[BUG] Images are extracted with padding
I am using marker-pdf version 1.2.3.
After extracting markdown and images from a pdf (link), the extracted images seems to have zero padding, with the actual image on bottom left corner. (Didn't face this issue in earlier versions).
Thanks!
I've determined that it's an issue with pdftext.
The immediate issue seems to be that the figure's bbox is out of bounds. In marker.builder.document.DocumentBuilder, the figure bbox is normal-sized after layout_builder, but it goes far out of bounds after a call to line_builder. LineBuilder.merge_blocks seems to be the issue.

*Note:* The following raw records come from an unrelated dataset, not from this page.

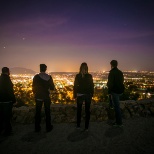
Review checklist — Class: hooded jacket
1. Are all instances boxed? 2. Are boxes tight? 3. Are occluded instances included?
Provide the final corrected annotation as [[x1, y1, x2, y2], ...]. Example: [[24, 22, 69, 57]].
[[107, 67, 125, 94], [73, 74, 94, 98], [32, 73, 55, 99], [0, 73, 16, 103]]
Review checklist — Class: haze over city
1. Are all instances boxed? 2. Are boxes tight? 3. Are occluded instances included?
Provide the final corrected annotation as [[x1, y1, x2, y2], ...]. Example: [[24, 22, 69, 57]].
[[0, 0, 154, 72]]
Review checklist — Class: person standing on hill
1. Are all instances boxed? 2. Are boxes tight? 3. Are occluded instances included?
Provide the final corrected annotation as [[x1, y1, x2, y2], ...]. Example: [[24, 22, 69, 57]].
[[32, 64, 55, 132], [107, 60, 125, 126], [0, 67, 16, 136], [73, 63, 94, 131]]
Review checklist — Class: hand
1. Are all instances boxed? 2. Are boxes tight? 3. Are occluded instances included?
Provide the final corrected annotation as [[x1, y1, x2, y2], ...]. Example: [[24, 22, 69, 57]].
[[13, 102, 18, 106]]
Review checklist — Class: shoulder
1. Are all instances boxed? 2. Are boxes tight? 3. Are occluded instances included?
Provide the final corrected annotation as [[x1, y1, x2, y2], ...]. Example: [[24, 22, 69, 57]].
[[86, 73, 92, 78]]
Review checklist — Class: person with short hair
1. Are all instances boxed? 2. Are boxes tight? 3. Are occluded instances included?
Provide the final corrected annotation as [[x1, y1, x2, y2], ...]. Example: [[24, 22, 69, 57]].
[[32, 64, 55, 132], [107, 60, 125, 126], [0, 67, 16, 135], [73, 63, 94, 131]]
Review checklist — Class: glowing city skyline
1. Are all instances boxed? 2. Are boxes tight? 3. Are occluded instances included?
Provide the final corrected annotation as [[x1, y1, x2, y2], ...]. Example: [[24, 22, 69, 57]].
[[0, 0, 154, 72]]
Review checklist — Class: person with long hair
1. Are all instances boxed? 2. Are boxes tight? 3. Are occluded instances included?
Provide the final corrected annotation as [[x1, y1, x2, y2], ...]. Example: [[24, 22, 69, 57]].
[[73, 62, 94, 131]]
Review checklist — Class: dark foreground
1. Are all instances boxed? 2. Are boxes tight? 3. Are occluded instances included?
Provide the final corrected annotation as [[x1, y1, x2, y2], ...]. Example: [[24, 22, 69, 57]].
[[0, 117, 154, 154]]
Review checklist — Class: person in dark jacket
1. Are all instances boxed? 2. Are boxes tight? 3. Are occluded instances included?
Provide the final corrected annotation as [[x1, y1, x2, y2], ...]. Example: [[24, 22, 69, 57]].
[[0, 67, 16, 135], [73, 63, 94, 130], [32, 64, 55, 132], [107, 60, 125, 126]]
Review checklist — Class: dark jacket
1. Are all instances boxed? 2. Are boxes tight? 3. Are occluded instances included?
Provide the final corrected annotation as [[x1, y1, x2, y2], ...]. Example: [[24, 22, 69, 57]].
[[0, 74, 16, 103], [107, 67, 125, 94], [32, 73, 55, 99], [73, 74, 94, 98]]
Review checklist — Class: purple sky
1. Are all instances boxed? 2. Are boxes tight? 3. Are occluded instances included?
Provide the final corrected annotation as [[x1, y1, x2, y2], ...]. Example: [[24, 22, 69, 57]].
[[0, 0, 154, 72]]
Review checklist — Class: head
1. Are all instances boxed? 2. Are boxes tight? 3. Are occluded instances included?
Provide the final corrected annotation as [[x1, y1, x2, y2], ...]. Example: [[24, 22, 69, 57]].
[[2, 67, 10, 75], [110, 60, 118, 68], [40, 64, 47, 72], [79, 62, 88, 76]]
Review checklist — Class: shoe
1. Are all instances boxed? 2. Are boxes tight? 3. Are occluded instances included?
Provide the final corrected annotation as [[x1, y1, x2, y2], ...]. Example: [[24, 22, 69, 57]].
[[35, 126, 41, 132], [46, 125, 53, 132], [113, 122, 123, 127], [82, 128, 88, 132]]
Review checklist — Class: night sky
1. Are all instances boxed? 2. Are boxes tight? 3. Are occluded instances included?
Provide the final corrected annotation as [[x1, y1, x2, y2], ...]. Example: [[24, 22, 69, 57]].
[[0, 0, 154, 72]]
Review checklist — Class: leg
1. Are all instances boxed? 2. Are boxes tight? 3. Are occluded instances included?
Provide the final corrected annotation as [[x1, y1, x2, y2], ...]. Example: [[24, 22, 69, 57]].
[[44, 99, 53, 131], [35, 100, 43, 132], [112, 93, 122, 125], [0, 103, 4, 133], [1, 103, 12, 135], [77, 96, 83, 127], [85, 95, 91, 129]]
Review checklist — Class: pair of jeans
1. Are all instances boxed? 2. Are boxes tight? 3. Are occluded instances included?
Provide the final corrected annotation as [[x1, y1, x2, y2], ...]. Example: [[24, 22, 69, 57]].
[[0, 102, 13, 134], [111, 93, 122, 125], [77, 94, 92, 129], [35, 99, 51, 130]]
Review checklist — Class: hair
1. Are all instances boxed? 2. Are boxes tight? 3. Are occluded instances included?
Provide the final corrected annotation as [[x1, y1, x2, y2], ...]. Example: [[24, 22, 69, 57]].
[[79, 62, 88, 77], [40, 64, 47, 72], [110, 60, 118, 67], [2, 67, 9, 73]]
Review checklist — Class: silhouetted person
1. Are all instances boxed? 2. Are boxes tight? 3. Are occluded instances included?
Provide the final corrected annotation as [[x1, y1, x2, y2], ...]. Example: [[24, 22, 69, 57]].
[[73, 63, 94, 130], [0, 67, 16, 135], [32, 64, 55, 132], [107, 60, 124, 126]]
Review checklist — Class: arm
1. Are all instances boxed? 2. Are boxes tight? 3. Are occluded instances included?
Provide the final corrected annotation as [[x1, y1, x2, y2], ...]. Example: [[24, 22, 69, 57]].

In particular, on the 2nd page, provider output objects at indexes 3 and 6 have very negative y values. For example, the string "(a) (b) (c) (d)\n" has the bbox [62.26817321777344, -175.2513427734375, 696.563720703125, 167.5281982421875]; the string "(3) 8 8\n" has the bbox [293.2364196777344, -177.6435546875, 733.03955078125, 165.135986328125]. These spans do indeed intersect the figure, and as a result the figure is resized to include these unusual text spans, bringing the figure out of bounds.
It looks like pypdfium2 reports normal bboxes. So negative y values are being introduced within pdftext. Stepping inside PdfProvider.pdftext_extraction, the negative value is present in pdftext's dictionary_output.
One way to address this in marker is as follows:
- Modify
PageGroup.add_initial_blocksto merge lines, but only to expand block bboxes to the extent of the page boundary.